Membre de la S.A .H.P.L.  

 

 

 

 

 

            Le promeneur qui à Ploemeur suit le sentier côtier depuis le Perello jusqu’à Kerroch laisse sur sa gauche, après avoir passé la pointe du Talud, une anse large et fermée côté mer par de nombreux écueils qui en rendent l’accès problématique pour peu que la mer soit formée. Il est à Porzh Foll (ou Port-Foll) juste en avant des "mobile-homes" de la cité-jardin.

            Les roches à l’ouest de cette anse présentent deux curiosités qui peuvent intriguer ceux qui sont assez observateurs pour les remarquer. Je veux parler d’une inscription gravée en creux dans une roche verticale et plus loin, à son extrémité occidentale, d’une série de croix taillées sur une roche horizontale. Encore faut-il pouvoir les localiser.

            Lorsqu’il se positionne au fond de cette anse et face au large, ce promeneur a devant lui une plage assez bien abritée mais encombrée de nombreux galets. Celle-ci est fermée sur sa droite (donc vers l’ouest) par une première barre rocheuse d’environ 20 mètres de long disposée perpendiculairement au sentier côtier. Elle fait suite à une zone de roches basses plus ou moins plates qu’elle surplombe de 3 mètres et marque le début d’un secteur rocheux. Cette barre est prolongée vers la mer par un bloc un peu plus bas qui en est nettement séparé. S’il rejoint celle-ci à partir du sentier, il remarquera que cette barre rocheuse est entaillée à son extrémité et sur son flanc gauche par une faille profonde d’environ 2 mètres qui en isole un autre bloc assez modeste. Au-dessus de cette faille et en haut, une échancrure de la roche forme comme un balcon (ou un fauteuil) par arrachement rocheux. C’est sur la paroi verticale formant le dossier de cette sorte de fauteuil qu’une inscription assez fruste a été gravée, commémorant un naufrage qui s’est produit à la fin du XIXè siècle. Ayant encore plusieurs lacunes dans la documentation concernant ce naufrage, nous ne reparlerons de celui-ci que plus tard, dans un second article.

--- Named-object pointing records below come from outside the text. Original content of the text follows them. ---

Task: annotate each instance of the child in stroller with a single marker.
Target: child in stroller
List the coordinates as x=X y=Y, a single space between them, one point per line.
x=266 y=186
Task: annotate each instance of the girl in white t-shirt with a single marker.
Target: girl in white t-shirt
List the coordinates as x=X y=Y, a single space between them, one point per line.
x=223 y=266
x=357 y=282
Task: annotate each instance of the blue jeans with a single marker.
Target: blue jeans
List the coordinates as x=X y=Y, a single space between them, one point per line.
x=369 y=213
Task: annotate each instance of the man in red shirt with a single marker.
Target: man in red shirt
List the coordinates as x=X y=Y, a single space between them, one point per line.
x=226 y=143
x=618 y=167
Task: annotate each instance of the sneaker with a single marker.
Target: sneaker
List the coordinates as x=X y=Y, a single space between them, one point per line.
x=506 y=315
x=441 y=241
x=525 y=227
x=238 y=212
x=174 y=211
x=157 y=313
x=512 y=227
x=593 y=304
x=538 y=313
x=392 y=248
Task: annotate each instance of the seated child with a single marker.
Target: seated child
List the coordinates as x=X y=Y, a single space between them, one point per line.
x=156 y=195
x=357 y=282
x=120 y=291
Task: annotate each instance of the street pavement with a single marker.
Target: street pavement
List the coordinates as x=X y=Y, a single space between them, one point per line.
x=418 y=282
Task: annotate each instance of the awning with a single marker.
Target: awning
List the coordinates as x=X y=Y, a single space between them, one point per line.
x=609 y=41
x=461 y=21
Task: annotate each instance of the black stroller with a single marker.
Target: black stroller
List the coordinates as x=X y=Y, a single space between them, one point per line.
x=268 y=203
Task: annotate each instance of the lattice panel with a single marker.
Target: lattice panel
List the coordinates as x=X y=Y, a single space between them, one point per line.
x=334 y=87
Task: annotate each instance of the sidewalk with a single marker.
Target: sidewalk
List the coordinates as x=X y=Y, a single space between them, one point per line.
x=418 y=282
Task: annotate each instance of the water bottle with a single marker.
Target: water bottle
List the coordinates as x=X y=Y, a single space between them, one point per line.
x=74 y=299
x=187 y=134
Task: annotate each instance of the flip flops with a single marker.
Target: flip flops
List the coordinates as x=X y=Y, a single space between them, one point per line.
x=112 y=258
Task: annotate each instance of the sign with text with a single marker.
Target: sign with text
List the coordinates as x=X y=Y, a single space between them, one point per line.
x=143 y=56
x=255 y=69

            A une cinquantaine de mètres et à l’extrémité occidentale de l’anse de Porzh-Foll, une grande roche horizontale est disposée environ 15 mètres en avant de la falaise et au pied d’une grosse roche verticale séparée de cette falaise par une profonde entaille. C’est du haut de la falaise et dans l’axe de cette roche horizontale que l’observateur sera le mieux placé pour repérer la série de quatre croix qui ont été taillées dans celle-ci. Ayant pris ses repères, il peut alors descendre sur l’estran pour observer de plus près cette "carrière" (on peut préférer l’expression de "zone d’extraction") de croix. Ces croix taillées dans la roche apparaissent soit en relief (en positif) pour deux d’entre elles (elles étaient en cours d’extraction lors de l’abandon du site), soit en creux (en négatif) pour les deux autres (elles ont été enlevées du site après extraction). Outre ces quatre croix dont l’existence est certaine, on peut détecter avec un peu d’habitude des traces potentielles de l’extraction antérieure d’autres monolithes cruciformes. Leur nombre est trop incertain et leurs traces trop ténues pour en permettre une analyse détaillée. Nous nous contenterons donc d’étudier les quatre croix bien visibles.

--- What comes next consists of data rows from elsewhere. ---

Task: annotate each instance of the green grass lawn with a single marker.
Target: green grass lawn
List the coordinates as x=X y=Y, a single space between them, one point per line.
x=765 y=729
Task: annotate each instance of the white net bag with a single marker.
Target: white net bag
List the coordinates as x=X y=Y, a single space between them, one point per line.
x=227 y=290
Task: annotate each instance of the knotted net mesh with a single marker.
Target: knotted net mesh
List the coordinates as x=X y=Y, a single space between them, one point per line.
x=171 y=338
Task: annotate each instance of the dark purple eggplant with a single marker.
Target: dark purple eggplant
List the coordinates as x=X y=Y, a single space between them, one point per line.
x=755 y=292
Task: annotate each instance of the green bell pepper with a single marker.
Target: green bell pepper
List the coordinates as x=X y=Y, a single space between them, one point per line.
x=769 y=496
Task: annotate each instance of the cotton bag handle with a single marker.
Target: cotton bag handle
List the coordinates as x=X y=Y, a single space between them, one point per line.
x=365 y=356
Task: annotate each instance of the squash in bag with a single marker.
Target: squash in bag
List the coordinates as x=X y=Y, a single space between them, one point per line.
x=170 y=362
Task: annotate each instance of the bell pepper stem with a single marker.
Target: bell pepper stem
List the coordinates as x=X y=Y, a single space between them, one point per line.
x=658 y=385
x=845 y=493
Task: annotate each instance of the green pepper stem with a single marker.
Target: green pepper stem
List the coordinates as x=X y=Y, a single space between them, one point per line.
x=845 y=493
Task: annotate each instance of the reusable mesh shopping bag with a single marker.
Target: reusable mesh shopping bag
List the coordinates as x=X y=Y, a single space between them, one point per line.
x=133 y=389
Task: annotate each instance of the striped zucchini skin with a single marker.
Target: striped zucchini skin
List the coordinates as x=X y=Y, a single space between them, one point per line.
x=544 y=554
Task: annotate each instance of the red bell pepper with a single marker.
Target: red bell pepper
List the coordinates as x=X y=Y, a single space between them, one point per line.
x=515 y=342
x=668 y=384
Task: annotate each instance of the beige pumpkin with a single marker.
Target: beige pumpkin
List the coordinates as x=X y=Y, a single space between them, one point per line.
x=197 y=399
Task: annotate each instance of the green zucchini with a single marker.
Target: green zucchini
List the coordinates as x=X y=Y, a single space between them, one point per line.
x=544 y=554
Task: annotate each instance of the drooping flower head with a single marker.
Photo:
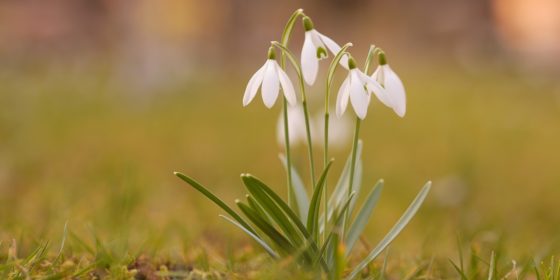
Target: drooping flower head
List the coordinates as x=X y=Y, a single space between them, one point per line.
x=385 y=76
x=357 y=87
x=315 y=48
x=270 y=77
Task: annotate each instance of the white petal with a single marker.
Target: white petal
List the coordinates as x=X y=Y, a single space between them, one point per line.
x=377 y=89
x=253 y=85
x=359 y=97
x=271 y=85
x=309 y=62
x=342 y=98
x=287 y=86
x=334 y=48
x=395 y=89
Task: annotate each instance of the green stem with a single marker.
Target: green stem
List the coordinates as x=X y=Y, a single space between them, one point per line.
x=297 y=66
x=330 y=75
x=285 y=39
x=352 y=167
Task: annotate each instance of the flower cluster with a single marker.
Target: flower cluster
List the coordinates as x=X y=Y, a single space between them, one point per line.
x=356 y=88
x=318 y=239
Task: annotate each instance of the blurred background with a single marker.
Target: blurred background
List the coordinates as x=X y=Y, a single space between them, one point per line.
x=100 y=101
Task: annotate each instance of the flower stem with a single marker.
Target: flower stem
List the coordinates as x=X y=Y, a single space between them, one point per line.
x=297 y=66
x=352 y=166
x=330 y=75
x=285 y=39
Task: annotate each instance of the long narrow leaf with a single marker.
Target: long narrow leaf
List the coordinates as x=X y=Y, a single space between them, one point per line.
x=340 y=192
x=260 y=186
x=299 y=190
x=266 y=228
x=261 y=242
x=397 y=228
x=313 y=215
x=364 y=214
x=337 y=222
x=214 y=199
x=255 y=206
x=281 y=219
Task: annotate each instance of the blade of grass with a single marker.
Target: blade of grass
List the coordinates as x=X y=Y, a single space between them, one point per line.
x=266 y=228
x=397 y=228
x=459 y=270
x=214 y=199
x=261 y=242
x=492 y=267
x=272 y=209
x=364 y=214
x=313 y=215
x=299 y=190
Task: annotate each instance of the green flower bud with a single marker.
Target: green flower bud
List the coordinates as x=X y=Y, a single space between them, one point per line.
x=271 y=53
x=321 y=53
x=351 y=63
x=382 y=59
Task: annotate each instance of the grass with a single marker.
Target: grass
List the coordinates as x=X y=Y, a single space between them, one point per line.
x=81 y=150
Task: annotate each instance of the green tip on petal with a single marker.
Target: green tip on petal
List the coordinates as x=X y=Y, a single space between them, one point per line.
x=271 y=53
x=307 y=23
x=321 y=53
x=382 y=58
x=351 y=63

            Une certaine ambiguïté commence lorsque l’on cherche à lier ces deux sites comme le font nombre d’anciens du pays qui veulent voir dans ces croix des ex-votos qui commémore-raient la découverte sur l’estran des corps des marins noyés lors du-dit naufrage. Il faudrait alors expliquer la présentation curieuse de croix disposées tête-bèche, certaines en relief et d’autres en creux. Voyons cela de plus près.

             A l’extrémité nord-ouest de l’anse de Porzh-Foll, la côte s’élève quelque peu jusqu’à former une falaise verticale au-dessus d’une petite plage de sable. A cet endroit, cette falaise se prolonge par une grosse roche de même hauteur, qui revient vers le sud et est séparée de celle-ci par une faille d’un à deux mètres de large.

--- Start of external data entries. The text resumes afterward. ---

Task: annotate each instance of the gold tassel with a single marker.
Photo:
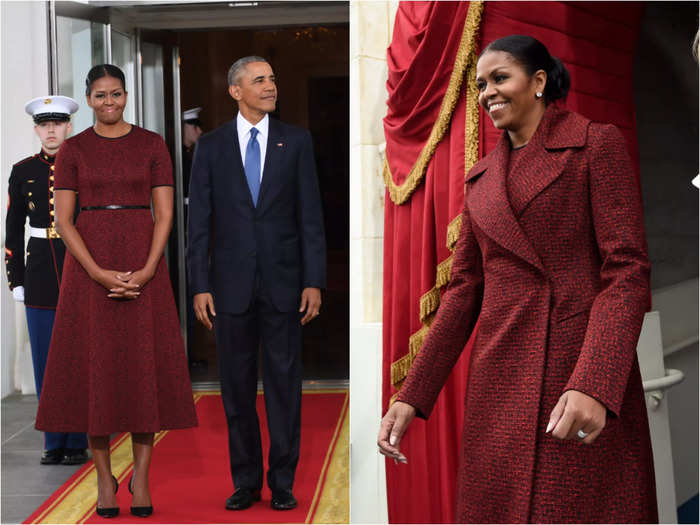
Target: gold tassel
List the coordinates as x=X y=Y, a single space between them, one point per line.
x=464 y=61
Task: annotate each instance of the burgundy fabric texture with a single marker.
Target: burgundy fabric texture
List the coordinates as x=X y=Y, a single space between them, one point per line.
x=420 y=58
x=559 y=279
x=115 y=365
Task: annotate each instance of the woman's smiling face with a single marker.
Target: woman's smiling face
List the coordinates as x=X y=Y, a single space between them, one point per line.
x=108 y=99
x=507 y=92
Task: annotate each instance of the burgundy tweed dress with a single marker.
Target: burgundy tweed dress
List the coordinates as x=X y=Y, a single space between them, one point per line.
x=115 y=365
x=552 y=260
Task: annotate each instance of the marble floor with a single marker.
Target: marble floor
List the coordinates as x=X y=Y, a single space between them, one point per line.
x=25 y=483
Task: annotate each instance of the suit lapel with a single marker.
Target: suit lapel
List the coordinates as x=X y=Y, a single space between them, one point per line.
x=271 y=173
x=490 y=209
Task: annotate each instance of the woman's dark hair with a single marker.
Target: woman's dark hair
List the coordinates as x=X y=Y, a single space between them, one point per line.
x=533 y=55
x=103 y=70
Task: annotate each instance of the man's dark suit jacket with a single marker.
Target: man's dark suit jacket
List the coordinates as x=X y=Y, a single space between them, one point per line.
x=282 y=238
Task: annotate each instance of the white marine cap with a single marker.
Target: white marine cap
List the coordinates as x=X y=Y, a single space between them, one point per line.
x=191 y=114
x=51 y=107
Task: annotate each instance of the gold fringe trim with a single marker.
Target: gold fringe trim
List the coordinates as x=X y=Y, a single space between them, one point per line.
x=453 y=232
x=430 y=301
x=465 y=59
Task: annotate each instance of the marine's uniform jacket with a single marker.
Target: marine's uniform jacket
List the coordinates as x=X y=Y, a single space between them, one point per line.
x=31 y=195
x=558 y=275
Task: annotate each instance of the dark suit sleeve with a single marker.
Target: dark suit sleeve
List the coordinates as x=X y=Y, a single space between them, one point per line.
x=199 y=222
x=615 y=321
x=14 y=234
x=310 y=219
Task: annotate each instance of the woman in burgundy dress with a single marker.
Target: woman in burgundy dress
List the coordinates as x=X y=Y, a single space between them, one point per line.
x=552 y=261
x=117 y=361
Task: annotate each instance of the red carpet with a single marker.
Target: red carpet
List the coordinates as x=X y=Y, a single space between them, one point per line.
x=190 y=477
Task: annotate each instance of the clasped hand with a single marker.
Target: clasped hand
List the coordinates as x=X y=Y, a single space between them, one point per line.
x=123 y=285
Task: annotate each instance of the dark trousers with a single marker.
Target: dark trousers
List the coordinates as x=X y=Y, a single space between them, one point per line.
x=238 y=337
x=40 y=326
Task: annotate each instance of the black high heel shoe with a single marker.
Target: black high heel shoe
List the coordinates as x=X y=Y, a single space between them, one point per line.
x=139 y=512
x=109 y=512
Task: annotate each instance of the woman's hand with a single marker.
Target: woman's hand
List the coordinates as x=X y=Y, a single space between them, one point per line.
x=577 y=412
x=132 y=283
x=393 y=426
x=117 y=283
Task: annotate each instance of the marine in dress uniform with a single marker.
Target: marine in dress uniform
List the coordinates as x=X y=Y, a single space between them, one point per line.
x=36 y=282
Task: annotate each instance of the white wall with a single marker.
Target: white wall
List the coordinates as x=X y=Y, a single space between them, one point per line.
x=24 y=76
x=371 y=24
x=678 y=307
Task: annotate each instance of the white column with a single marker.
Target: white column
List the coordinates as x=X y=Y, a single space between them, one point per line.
x=371 y=24
x=24 y=76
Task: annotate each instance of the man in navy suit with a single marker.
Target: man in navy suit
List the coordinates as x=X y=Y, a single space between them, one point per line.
x=257 y=262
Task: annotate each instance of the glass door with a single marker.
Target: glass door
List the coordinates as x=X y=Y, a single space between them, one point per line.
x=80 y=44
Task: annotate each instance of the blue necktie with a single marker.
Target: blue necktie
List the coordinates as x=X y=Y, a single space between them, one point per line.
x=252 y=165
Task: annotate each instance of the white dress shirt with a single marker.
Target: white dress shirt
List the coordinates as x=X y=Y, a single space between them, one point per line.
x=263 y=128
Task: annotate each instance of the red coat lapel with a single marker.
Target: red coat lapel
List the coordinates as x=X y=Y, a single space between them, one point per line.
x=489 y=206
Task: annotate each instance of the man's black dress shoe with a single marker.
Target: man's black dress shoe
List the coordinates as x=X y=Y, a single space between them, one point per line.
x=52 y=457
x=74 y=456
x=242 y=499
x=283 y=500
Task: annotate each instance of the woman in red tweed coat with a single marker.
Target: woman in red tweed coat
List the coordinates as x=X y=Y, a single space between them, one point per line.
x=552 y=260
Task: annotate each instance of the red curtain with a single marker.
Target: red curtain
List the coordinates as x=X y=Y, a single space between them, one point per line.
x=432 y=137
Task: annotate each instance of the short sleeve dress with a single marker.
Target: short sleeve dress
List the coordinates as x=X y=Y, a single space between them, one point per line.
x=115 y=365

            En avant de la falaise, à une quinzaine de mètres vers le sud-est, et à environ 6 à 7 mètres du pied de la grosse roche, une zone rocheuse presque horizontale se développe selon un axe NW / SE en s’élevant graduellement vers le centre de l’anse. Étroite d’environ 1,50 mètre à son extrémité la plus proche de la falaise, elle s’élargit progressivement en éventail (figure 1) pour atteindre environ 5 à 6 mètres de large au bout de 9 mètres . Elle se prolonge alors après une brusque élévation de hauteur en un massif d’aspect un peu plus tourmenté. Cette première zone est marquée par deux accidents mécaniques : une fine rainure qui la marque transversalement à environ 2,50 mètres de son extrémité occidentale et une cassure très nette qui part en diagonale (affectant la croix B) et qui est probablement à l’origine de l’abandon du site.

            C’est sur cette première partie presque plate de la roche pseudo-horizontale que des croix ont été extraites dans un passé difficile à préciser. Quatre traces d’extraction sont parfaitement visibles mais qui se présentent de façons différentes selon que la croix se trouve encore engagée dans le massif rocheux après abandon des opérations de dégagement (croix A et B de la figure 1) ou que l’extraction a pu effectivement être réalisée laissant une empreinte en creux (croix C et D de la figure 1). Dans le premier cas, elle apparaît en relief entourée d’une rigole creusée en vue de son extraction ; rigole ou empreinte se remplissent d’eau après une averse ou lorsque la marée est assez haute pour que les vagues les plus fortes puissent venir submerger la roche de temps à autre. Outre ces quatre croix bien identifiables, d’autres traces plus diffuses permettent de penser que d’autres croix ont précédemment été extraites à cet endroit sans qu’il soit possible ni de les dénombrer avec certitude (peut-être deux) ni d’assurer des relevés précis de leurs dimensions. De plus deux meules (F#40cm) ont été apparemment extraites près du flanc nord-est de la dite roche (M1 et M2 sur la figure 1).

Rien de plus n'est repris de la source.